Koons Landing! The Artist’s Mini-Sculptures Have Made It to the Moon

The artworks also exist down here on earth in the form of NFTs.

Odysseus passes over the near side of the Moon after entering lunar orbit insertion on February 21. Photo courtesy of Intuitive Machines via NASA.

A series of small sculptures by Jeff Koons have been left on the surface of the Moon by the Odysseus lander, the first spacecraft built in the United States to land on Earth’s only natural satellite since Apollo 17 in 1972.

The uncrewed lander was expected to touch down on the Moon around 4 p.m. EST on February 22 but was delayed after flight controllers chose to exercise an additional orbiting before starting the mission landing sequence, according to Intuitive Machines, the company that built the spacecraft.

It ultimately touched down around 6:23 p.m. EST, according to NASA. The lander’s commercial payload included instruments to support NASA with future human exploration of the Moon under the Artemis program, in addition to Koons’s sculptures, collectively titled Moon Phases,

“We’ve landed!” Koons said in a post on Instagram. “Congratulations to Intuitive Machines and SpaceX for their astounding achievement of realizing this historic private mission to the Moon!  I am so honored to have my Moon Phases artworks be part of the Odysseus mission!”

Jeff Koons and Chantelle Baier with Jeff Koons: Moon Phases. Photo: Chris Farina.

The artwork is a group of 125 mini-sculptures of the moon in various phases, each inscribed with the names of influential people throughout history, from Hippocrates to Andy Warhol. The tiny works are stored in a cube measuring six-inches wide on each side and weighing about 2.6 pounds.
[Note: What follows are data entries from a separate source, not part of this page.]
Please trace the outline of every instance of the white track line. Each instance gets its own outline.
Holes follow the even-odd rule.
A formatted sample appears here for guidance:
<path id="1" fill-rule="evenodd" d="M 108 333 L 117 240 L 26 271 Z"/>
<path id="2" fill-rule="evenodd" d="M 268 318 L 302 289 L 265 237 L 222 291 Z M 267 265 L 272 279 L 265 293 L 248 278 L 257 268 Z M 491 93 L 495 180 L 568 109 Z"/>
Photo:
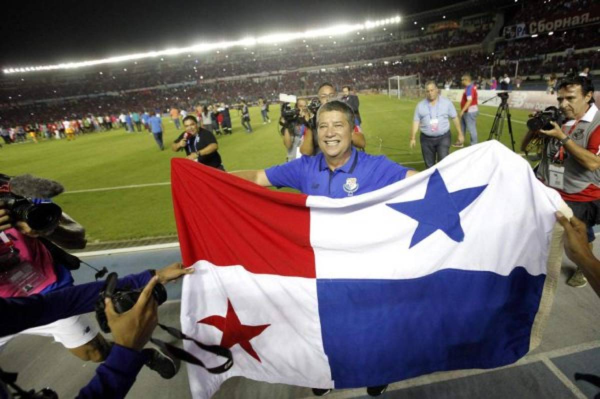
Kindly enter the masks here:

The project also marks Koons’s first foray into NFTs, which have been minted with images of each of the mini-sculptures. Those NFTs will be sold by Pace Verso, the gallery’s digital art division, along with larger physical sculptures corresponding to those in space, according to the project’s website.
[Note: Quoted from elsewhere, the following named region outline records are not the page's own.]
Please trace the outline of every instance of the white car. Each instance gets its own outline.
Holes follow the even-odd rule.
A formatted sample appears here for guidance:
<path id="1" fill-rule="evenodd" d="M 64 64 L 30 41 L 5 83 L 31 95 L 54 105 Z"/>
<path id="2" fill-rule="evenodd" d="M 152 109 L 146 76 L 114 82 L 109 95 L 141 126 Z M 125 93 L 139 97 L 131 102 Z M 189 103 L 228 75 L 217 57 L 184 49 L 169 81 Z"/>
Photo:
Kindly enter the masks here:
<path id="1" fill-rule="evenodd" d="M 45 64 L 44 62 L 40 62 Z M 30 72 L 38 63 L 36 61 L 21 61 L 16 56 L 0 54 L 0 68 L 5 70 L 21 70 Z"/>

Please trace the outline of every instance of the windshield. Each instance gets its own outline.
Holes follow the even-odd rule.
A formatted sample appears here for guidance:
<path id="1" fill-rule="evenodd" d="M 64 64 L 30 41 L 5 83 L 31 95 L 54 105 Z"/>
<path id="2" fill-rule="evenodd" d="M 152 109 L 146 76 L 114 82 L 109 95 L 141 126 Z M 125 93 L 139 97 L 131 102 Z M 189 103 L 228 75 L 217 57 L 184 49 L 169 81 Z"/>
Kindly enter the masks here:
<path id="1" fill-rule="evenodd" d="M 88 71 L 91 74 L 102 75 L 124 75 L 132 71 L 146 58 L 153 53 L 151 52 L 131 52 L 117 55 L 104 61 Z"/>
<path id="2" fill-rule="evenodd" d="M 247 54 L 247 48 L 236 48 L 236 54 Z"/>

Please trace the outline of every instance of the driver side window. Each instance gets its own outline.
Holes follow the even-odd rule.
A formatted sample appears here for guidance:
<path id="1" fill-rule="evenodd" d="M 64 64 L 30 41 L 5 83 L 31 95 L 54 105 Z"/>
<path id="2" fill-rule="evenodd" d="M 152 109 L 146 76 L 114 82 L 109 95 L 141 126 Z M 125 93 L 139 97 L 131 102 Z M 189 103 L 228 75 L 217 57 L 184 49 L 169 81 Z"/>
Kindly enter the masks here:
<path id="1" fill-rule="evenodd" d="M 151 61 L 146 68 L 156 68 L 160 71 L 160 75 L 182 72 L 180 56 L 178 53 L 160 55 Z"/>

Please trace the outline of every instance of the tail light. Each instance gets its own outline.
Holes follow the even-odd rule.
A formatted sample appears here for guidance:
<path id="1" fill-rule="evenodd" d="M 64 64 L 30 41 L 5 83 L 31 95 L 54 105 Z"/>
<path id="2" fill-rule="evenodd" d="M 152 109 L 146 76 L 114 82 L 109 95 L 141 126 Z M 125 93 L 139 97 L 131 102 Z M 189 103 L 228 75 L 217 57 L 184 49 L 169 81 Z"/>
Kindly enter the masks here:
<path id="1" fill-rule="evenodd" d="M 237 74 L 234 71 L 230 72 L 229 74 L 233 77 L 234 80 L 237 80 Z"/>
In another post on Instagram, the artist celebrated his work as the “first authorized” artwork to be placed on the Moon. But Koons was blasted in the comments section of his post by other artists, such as Josh Leidolf, who created 10 pieces from his “Love Is In Our Genes” series for the Odysseus mission. Other commenters criticized Koons for “showmanship” and others who questioned the authority of whomever allowed his sculptures to be the first “authorized” works on the lunar surface.

Koons—and the others who participated in the mission—are not the first to be fascinated with the idea of sending his art into space. In an early move, the crew of Apollo 15 placed Belgian artist Paul Van Hoeydonck’s aluminum sculpture, Fallen Astronaut (1971), on the moon. Beginning in the 1980s, other projects, such as NASA’s Getaway Special program and “Ars Ad Astra,” have also embarked on creating and exhibiting art in space.

More recently, Eduardo Kac, who spent nearly four decades trying to realize his vision to send art to the Moon, finally did so in January. His holographic poem Ágora was sent into deep space onboard a Celestis Enterprise Flight.